Наш протокол обеспечивает как жизнеспособность клеток, так и эффективность изоляции одноклеточной суспензии при относительно низких затратах. Относительно низкие затраты и требования к лабораторному оборудованию являются основными преимуществами этой методики. Секвенирование отдельных клеток выявляет гетерогенность некардиомиоцитов в патофизиологии сердца, а также дает идеи для фундаментальных и клинических исследований сердечных заболеваний.
Этот протокол может быть использован в исследованиях сердечно-сосудистой среды после инфаркта миокарда, такой как участие иммунных клеток. При первом приготовлении я предлагаю обратить особое внимание на образец пепсина и время переваривания. После того, как буферы и растворы будут приготовлены, как описано в рукописи, поместите на хирургический стол усыпленную мышь, перенесшую инфаркт миокарда двумя неделями ранее, в лежачем положении.
Зафиксируйте его задние конечности с помощью скотча. Чтобы иссечь сердце, опрыскайте тело 70% этанолом. Сделайте вертикальный разрез через кожу живота и мышцы, избегая печени.
Не прокалывая сердце, осторожно вскройте грудную клетку и протрите левый желудочек предварительно охлажденным раствором PBS до тех пор, пока перфузионная жидкость не станет бесцветной. С помощью щипцов аккуратно приподнимите сердце и офтальмологическими ножницами срежьте лишние ткани, прикрепленные к его внешней стороне. Поместите сердце в один миллилитр предварительно охлажденного PBS в микроцентрифужную пробирку объемом 1,5 миллилитра.
Перенесите сердце в колодец из 24-луночной пластины, помещенной на лед. Запипейте 150 микролитров сердечного диссоциативного буфера в лунку и разрежьте сердце на кусочки размером в один миллиметр с помощью ножниц. Переведите измельченную сердечную ткань в центрифужную пробирку объемом 15 миллилитров, содержащую пять миллилитров буфера диссоциации тканей.
Поместите трубку в термостатический возвратно-поступательный шейкер. Пипетите суспензию вверх и вниз 10 раз каждые 20 минут. Чтобы удалить комки и непереваренную ткань, отфильтруйте клеточную суспензию через 70-микрометровый клеточный фильтр, используя 25 миллилитров буфера для промывки клеток.
Промойте центрифужную пробирку и сетчатый фильтр. Затем отфильтруйте клеточную суспензию через 40-микрометровый клеточный фильтр, чтобы удалить дополнительные клеточные скопления. Центрифугируйте отфильтрованную клеточную суспензию при 300 х г в течение пяти минут при четырех градусах Цельсия.
Ресуспендировать образец клетки в пяти объемах буфера для лизиса эритроцитов и инкубировать в течение пяти минут при комнатной температуре. Теперь добавьте четыре объема буфера для промывки клеток в клеточную суспензию и центрифугу, как показано ранее. После удаления надосадочной жидкости ресуспендируйте клетки в 10 миллилитрах буфера для промывки клеток и снова центрифуги.

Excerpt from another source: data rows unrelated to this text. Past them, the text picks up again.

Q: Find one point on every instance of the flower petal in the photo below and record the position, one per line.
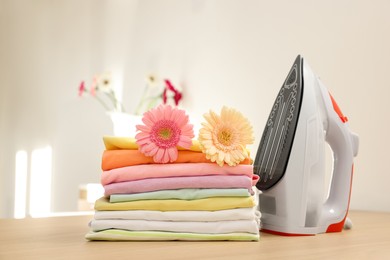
(158, 157)
(173, 153)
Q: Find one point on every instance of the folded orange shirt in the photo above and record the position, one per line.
(121, 158)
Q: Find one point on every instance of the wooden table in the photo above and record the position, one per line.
(63, 238)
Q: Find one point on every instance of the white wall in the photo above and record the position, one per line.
(225, 52)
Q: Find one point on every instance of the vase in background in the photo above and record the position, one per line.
(124, 124)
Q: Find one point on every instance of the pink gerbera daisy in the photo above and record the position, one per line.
(165, 128)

В конце центрифугирования выбросьте надосадочную жидкость и ресуспендируйте гранулу в одном миллилитре буфера для промывки клеток. Возьмите 18 микролитров суспензии в другую центрифужную пробирку и добавьте два микролитра раствора для окрашивания йодида пропидиума акридина оранжевого. Добавьте 10 микролитров этого окрашенного раствора в предметное стекло счетной камеры.
Оцените количество клеток и жизнеспособность с помощью автоматического счетчика ячеек. Фрагменты клеток наблюдались в одноклеточной сердечной подвеске. Сортировка клеток, активированная флуоресценцией, эффективно уменьшала долю клеточных фрагментов и слипания клеток, что приводило к уменьшению среднего размера клеток.
Секвенирование РНК доказало очевидное разделение семи типов иммунных клеток, о чем свидетельствует неконтролируемая кластеризация и уменьшенное Т-распределенное стохастическое встраивание соседей. Каждая иммунная клетка показала высокую экспрессию классических маркеров. Сердечная ткань должна быть разрезана достаточно мелко, чтобы избежать неполного пищеварения, что приводит к большому количеству клеточных комков в клеточной суспензии.
Одноклеточная суспензия, полученная по этому протоколу, может быть дополнительно применена в проточном анализе первичной клеточной культуры. Этот протокол полезен для исследований микроокружения инфекции миокарда, что может помочь исследователям выйти за рамки сердечных тканей и рассматривать инфекцию миокарда как систематическую проблему.